I mean, yeah. Compared to infinity, the number of particles in the universe is essentially zero.

[–] very_well_lost@lemmy.world 3 points 17 hours ago (1 children)

The number of particles in the observable universe. For all we know, the universe may be infinite.

[–] hperrin@lemmy.ca 3 points 17 hours ago (2 children)

Even if it is infinite, that still pales in comparison to infinity. Infinity is weird.

[–] very_well_lost@lemmy.world 5 points 16 hours ago

True. If the universe is infinite, the number of particles would only be a lowly countable Infinity. How pathetic!

[–] makyo@lemmy.world 1 points 16 hours ago (1 children)

It blew my mind when someone explained to me how some sets of infinity numbers can be infinite yet still technically larger than other sets, like the set of all numbers vs. the set of all odd numbers.

[–] Fleur_@aussie.zone 1 points 13 hours ago* (last edited 13 hours ago)

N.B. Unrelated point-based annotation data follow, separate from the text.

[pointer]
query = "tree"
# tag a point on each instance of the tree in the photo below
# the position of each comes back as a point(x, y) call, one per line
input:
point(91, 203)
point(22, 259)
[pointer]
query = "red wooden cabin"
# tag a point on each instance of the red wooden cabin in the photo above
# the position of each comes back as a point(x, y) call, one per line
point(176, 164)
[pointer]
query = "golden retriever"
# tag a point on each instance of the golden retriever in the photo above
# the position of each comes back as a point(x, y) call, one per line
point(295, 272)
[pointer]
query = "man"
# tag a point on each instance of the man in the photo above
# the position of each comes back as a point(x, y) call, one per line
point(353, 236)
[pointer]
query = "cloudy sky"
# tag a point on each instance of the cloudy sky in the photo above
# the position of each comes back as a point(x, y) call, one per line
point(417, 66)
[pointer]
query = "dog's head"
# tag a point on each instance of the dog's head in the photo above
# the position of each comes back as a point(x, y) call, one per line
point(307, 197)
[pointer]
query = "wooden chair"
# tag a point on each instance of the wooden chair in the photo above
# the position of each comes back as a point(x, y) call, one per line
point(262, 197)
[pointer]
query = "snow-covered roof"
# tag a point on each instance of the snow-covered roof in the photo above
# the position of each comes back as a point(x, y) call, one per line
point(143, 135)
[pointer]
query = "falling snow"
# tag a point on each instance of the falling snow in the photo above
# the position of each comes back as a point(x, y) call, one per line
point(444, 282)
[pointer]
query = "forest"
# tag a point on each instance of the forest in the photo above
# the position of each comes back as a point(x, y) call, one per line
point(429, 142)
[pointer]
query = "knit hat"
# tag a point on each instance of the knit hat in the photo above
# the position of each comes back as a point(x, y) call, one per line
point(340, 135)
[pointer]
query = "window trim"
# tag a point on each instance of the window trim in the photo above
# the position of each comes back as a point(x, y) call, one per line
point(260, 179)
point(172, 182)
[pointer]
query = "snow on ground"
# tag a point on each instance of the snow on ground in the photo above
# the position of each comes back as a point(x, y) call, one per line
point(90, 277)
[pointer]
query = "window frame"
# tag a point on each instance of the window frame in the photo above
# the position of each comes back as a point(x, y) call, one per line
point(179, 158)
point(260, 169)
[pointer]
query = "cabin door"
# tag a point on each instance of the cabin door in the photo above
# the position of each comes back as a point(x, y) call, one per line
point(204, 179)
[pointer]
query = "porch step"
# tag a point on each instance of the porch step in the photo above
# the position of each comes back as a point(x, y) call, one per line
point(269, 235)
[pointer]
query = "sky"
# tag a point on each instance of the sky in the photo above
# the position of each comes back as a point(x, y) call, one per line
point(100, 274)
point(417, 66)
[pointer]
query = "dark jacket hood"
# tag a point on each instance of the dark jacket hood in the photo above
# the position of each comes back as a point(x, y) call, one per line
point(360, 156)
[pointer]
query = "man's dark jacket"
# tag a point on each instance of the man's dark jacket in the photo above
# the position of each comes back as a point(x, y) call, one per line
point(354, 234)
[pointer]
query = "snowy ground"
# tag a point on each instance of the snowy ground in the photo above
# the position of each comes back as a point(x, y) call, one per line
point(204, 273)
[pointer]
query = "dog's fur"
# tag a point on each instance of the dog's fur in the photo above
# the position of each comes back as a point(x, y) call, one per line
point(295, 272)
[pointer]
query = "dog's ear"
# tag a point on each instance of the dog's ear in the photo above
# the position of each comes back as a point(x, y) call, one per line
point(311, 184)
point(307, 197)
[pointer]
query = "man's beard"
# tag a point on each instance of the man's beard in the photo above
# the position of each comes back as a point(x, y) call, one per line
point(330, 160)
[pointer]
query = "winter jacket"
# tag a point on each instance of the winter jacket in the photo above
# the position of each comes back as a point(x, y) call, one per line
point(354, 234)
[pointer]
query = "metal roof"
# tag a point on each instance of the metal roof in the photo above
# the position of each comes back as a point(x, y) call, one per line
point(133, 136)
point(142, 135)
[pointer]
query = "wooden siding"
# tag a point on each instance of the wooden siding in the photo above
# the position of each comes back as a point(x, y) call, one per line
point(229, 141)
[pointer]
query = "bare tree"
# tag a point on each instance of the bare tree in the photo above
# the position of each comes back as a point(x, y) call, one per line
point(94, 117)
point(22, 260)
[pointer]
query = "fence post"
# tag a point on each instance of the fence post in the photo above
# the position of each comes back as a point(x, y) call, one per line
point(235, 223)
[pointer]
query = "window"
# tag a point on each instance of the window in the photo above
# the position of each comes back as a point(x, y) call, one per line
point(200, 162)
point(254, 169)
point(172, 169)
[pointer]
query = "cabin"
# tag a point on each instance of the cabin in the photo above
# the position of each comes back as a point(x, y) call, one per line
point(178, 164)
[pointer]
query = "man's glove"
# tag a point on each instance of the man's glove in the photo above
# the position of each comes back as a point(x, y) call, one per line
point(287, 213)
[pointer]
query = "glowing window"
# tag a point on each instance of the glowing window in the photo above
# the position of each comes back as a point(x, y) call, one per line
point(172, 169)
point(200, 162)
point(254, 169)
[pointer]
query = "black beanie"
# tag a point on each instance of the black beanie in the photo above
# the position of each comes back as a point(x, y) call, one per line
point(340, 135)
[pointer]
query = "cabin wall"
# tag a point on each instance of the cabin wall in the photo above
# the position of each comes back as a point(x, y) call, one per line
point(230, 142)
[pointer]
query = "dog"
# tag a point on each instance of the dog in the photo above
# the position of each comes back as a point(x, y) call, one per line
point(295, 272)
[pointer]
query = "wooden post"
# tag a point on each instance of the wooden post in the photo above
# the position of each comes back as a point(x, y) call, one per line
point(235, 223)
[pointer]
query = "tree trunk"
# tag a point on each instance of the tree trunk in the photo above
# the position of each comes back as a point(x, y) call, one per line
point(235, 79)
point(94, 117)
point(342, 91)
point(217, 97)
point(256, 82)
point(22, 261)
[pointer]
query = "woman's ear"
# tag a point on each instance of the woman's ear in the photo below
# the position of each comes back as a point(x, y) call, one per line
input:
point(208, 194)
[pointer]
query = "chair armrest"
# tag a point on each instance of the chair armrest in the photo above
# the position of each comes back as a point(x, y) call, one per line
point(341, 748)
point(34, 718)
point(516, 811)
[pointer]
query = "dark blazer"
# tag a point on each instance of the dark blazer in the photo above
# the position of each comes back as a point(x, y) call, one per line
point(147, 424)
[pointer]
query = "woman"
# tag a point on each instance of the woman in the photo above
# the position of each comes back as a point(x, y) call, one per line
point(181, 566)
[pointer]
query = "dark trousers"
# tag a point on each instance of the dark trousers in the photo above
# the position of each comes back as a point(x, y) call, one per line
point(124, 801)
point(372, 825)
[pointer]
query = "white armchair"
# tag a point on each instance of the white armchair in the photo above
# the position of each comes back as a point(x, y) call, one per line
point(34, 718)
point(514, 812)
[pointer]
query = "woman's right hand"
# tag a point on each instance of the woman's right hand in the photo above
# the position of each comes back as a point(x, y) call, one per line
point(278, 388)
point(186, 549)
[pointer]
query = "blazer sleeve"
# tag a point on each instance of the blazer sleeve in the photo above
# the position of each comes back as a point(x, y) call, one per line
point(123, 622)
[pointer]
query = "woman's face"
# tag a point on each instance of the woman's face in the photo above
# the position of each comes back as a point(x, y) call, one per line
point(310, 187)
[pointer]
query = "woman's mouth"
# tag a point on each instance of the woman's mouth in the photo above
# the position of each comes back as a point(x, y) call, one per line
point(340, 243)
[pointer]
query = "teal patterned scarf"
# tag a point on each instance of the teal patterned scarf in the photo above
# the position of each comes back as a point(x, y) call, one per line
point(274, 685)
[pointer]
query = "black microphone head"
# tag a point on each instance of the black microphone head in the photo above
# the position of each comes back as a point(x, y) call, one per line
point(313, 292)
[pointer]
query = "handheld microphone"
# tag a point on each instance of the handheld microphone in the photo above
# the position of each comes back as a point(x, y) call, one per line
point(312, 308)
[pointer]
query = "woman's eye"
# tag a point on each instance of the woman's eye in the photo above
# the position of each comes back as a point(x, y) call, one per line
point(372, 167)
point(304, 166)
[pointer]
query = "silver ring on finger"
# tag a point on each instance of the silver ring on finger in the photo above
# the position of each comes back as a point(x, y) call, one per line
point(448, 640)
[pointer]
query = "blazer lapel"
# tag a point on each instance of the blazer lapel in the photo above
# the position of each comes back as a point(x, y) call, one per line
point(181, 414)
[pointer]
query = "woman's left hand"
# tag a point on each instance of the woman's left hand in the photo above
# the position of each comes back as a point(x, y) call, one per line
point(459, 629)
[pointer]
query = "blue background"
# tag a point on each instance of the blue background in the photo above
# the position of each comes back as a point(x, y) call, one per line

Yes that's right, but I'd like to clarify that if we're talking about whole numbers then my understanding is that the set of all whole numbers is the same "size" as the set of all odd numbers. The quick and dirty way to think about it is you could theoretically make a list of all the odd numbers and all the whole numbers and assign each whole number to an odd number at a 1-1 ratio

The reason the set of all numbers is "bigger" is because of things like fractions and irrational numbers. Try assigning an odd number to every decimal. You can't even make a list of all the decimals. There is no non-zero interval between which a finite amount of decimals exist.

[–] magic_lobster_party@fedia.io 14 points 21 hours ago (1 children)

I think 6 is a rather big number. It’s more than I can count on one hand.

[–] KickMeElmo@sopuli.xyz 10 points 20 hours ago (1 children)

Start counting in binary. Gets you to 31 on one hand, 1023 on two.

[–] Carvex@lemmy.world 5 points 20 hours ago

Chernobyl math

[–] elevenbones@sh.itjust.works 11 points 22 hours ago

I've seen smaller 😏

[–] Evil_Shrubbery@lemm.ee 7 points 21 hours ago

But what abut 10⁸⁰ + 1 ??

[–] Ludrol@szmer.info 3 points 18 hours ago
[–] unhrpetby@sh.itjust.works 2 points 18 hours ago

Different variation of the Sorites Paradox.